This is one of a pair of prints, Innocence and Remorse by Gillray illustrating lines from Goldsmith's popular poem The Deserted Village (1770). The prints were published in both black and brown ink versions on May 13th 1783 by Robert Wilkinson with whom Gillray was to collaborate on approximately 30 non-caricature prints from 1779 to 1794. As he often did at the start of his career, Gillray used an alias: in this case simply "Kent fecit.". In other Wilkiinson prints, he would sign "J. Kent fecit."
© Private Collection
Written squarely in the pastoral tradition, The Deserted Village laments the disappearance of the purity and simplicity of rural life as progressive enclosures and growing commercialism were forcing or luring families out of their homes and into the cities. Innnocence illustrates and includes lines 327–330 from the poem where a young country girl, "sweet as a primrose," "once, perhaps, in village plenty bless'd,/ Has wept at tales of innocence distress'd." In Remorse, now "lost to all, her friends, her virtue, fled," she
deplores that luckless hour,
When idly first, ambitious of the town,
She left her wheel, and robes of country brown. (334–336)
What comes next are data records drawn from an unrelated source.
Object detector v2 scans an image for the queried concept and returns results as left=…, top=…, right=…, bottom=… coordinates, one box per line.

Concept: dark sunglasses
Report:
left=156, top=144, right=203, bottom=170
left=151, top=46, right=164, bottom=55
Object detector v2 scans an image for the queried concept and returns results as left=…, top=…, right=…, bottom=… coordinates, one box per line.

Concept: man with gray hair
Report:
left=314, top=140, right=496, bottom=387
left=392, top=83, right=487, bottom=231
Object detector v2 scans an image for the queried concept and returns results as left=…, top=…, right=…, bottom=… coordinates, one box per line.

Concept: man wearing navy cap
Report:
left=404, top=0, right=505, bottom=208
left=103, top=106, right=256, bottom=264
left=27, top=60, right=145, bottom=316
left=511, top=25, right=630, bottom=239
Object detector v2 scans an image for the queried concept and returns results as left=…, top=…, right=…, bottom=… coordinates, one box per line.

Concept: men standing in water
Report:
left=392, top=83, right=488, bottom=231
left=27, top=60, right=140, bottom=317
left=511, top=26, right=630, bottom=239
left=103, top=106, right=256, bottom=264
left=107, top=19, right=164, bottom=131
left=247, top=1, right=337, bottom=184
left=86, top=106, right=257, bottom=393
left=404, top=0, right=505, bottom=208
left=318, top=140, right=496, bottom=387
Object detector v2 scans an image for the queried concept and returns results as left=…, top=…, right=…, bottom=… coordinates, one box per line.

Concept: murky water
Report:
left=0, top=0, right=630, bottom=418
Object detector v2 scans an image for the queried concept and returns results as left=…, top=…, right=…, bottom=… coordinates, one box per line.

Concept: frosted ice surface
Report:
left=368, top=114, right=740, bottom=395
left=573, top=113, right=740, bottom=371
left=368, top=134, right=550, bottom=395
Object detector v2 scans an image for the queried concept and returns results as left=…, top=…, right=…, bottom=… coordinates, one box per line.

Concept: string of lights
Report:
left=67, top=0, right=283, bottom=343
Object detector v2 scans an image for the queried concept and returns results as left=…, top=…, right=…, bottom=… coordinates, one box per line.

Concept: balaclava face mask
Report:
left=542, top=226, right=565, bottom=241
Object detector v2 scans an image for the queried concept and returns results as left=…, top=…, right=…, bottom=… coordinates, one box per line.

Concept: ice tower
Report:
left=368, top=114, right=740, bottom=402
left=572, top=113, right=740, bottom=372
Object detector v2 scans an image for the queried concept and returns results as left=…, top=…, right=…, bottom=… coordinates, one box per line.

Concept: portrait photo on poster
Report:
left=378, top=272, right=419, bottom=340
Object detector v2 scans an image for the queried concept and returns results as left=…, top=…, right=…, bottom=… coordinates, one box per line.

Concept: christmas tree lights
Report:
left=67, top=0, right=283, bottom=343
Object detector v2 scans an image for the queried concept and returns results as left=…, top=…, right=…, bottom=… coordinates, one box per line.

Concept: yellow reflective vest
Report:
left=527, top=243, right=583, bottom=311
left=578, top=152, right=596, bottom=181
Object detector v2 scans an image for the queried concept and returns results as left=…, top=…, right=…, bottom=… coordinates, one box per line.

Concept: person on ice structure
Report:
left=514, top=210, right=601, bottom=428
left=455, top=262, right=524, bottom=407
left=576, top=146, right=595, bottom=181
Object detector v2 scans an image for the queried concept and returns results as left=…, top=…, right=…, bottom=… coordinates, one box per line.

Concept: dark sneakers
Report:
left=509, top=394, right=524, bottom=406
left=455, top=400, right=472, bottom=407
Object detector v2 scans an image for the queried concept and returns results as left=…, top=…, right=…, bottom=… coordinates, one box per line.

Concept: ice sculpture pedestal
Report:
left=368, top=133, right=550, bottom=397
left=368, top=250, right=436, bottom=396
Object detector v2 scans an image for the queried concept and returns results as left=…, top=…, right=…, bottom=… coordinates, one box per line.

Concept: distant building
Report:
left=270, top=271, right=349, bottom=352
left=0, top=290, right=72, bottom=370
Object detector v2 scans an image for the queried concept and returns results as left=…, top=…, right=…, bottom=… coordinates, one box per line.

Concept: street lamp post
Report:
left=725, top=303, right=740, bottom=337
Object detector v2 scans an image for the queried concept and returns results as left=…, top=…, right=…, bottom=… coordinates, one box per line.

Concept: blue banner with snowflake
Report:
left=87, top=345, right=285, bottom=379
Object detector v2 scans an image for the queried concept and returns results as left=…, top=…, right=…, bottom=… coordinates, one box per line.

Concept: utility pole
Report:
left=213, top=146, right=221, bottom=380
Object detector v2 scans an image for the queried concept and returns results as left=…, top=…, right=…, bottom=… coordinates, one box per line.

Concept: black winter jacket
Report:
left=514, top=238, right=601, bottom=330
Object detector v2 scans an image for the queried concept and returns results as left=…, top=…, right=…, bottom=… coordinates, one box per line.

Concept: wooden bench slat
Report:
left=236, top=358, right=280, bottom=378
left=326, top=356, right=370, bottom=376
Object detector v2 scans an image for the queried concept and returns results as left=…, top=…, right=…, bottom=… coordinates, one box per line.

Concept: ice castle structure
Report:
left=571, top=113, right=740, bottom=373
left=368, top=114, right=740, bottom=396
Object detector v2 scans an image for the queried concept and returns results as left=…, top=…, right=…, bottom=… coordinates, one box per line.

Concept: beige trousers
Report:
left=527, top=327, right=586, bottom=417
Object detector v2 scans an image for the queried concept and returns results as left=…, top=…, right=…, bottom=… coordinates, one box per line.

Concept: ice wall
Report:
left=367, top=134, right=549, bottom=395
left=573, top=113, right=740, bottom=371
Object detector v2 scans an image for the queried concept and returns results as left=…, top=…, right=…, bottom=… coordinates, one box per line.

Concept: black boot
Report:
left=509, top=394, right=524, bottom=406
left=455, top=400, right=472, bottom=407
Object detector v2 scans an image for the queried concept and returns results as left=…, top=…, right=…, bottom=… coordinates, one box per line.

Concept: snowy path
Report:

Gillray departs from the poem in several significant ways. The girl appears to be reading a letter, not a "tale of innocence distres't." She does not appear to be weeping at the news in the letter. And her dress seems more fashionable than "robes of country brown" mentioned in the poem. In fact, it seems more likely Gillray is foreshadowing her fate, portraying the interest in fashion and seduction that will lead to her downfall. In that case, the spinning wheel may be an allusion to Ariadne, whose tale was popular in both print and painting at the time, who was seduced and then betrayed by Theseus.
The prints were obviously intended to be seen together. The spinning wheel shown in Innocence, for instance, is only mentioned in the lines in Remorse. And like Hogarth's series, A Harlot's Progress, the prints were meant to inculcate a moral. But like the furniture prints of Bartolozzi and Cipriani, they are part of a much more sentimental tradition than Hogarth. Gillray successfully mimicks the stipple engraving style of Bartolozzi from whom he may in fact have received instruction at the Royal Academy Schools.